If you take warfarin and use feverfew, tell the clinician who manages your anticoagulation. Most will recommend stopping the feverfew. Alternatives for migraine prevention include prescription medications such as topiramate, propranolol (with appropriate clearance for atrial fibrillation patients), CGRP inhibitors, and lifestyle measures; your physician can help choose one that fits.
If you and your clinician decide to continue feverfew, ask for an INR check within 1-2 weeks of any dose change. Plan another check 2-4 weeks later once the dose is steady. Remember that INR will not catch the platelet effect, so the absence of an INR change does not prove the herb is safe.
Stop the feverfew and contact your anticoagulation clinic the same day if you notice any of the standard bleeding warning signs: a nosebleed lasting more than 10 minutes, bleeding gums when brushing, pink or red urine, black or tarry stools, coffee-ground vomiting, new large bruises, severe headache, or new weakness, numbness, or vision change. These warnings apply to any combination of warfarin and an antiplatelet substance.

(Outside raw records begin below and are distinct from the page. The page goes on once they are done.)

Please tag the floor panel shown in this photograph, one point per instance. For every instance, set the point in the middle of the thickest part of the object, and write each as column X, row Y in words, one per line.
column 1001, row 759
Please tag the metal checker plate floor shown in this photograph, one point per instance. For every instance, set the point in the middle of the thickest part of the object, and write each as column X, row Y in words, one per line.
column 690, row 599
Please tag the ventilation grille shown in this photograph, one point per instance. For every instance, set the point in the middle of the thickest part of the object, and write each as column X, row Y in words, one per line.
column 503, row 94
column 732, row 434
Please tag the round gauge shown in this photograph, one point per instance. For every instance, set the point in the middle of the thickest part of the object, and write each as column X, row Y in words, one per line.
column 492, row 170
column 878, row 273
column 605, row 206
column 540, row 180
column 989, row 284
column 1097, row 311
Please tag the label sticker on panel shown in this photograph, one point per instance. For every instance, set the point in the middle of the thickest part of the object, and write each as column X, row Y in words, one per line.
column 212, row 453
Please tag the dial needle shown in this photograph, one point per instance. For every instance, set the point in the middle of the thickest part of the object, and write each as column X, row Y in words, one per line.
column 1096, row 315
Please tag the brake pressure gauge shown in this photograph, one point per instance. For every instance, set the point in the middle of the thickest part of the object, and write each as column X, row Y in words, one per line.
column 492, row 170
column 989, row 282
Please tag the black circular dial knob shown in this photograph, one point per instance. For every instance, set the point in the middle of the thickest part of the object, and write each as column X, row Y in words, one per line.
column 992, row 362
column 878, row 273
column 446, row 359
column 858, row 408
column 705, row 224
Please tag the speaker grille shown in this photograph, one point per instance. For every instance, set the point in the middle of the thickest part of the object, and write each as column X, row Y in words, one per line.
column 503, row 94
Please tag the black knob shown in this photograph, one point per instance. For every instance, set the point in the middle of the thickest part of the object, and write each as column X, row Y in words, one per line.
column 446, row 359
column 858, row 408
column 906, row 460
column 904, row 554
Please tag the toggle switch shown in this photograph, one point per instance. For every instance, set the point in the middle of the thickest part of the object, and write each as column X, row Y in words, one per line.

Tell every surgeon and dentist about feverfew use. Many will ask you to stop the supplement 7-14 days before a procedure.
Which specific products are affected?
The interaction concern covers feverfew taken in concentrated form: dried-leaf capsules, standardised parthenolide extracts, liquid tinctures, and migraine-prevention blends that include feverfew. Combination herbal products for headache often list feverfew alongside butterbur, magnesium, riboflavin, and CoQ10. Check the herbal ingredient panel, not just the brand name.
Eating a fresh feverfew leaf, a traditional folk remedy used by some migraine sufferers, delivers a small but unstandardised dose; this is unwise on warfarin for the same reason capsules are. Feverfew is not used as a cooking herb, so there is no culinary-versus-supplement distinction the way there is with garlic, ginger, or turmeric.
The bottom line
Feverfew has a plausible antiplatelet mechanism through parthenolide. Documented warfarin-feverfew bleeding cases are scarce, but anticoagulation guidelines recommend avoiding the combination. Stop feverfew or work with your clinician on an alternative migraine plan. If you keep using feverfew, get INR checks after any change and treat any unusual bleeding as urgent. Always disclose feverfew use to surgeons and dentists.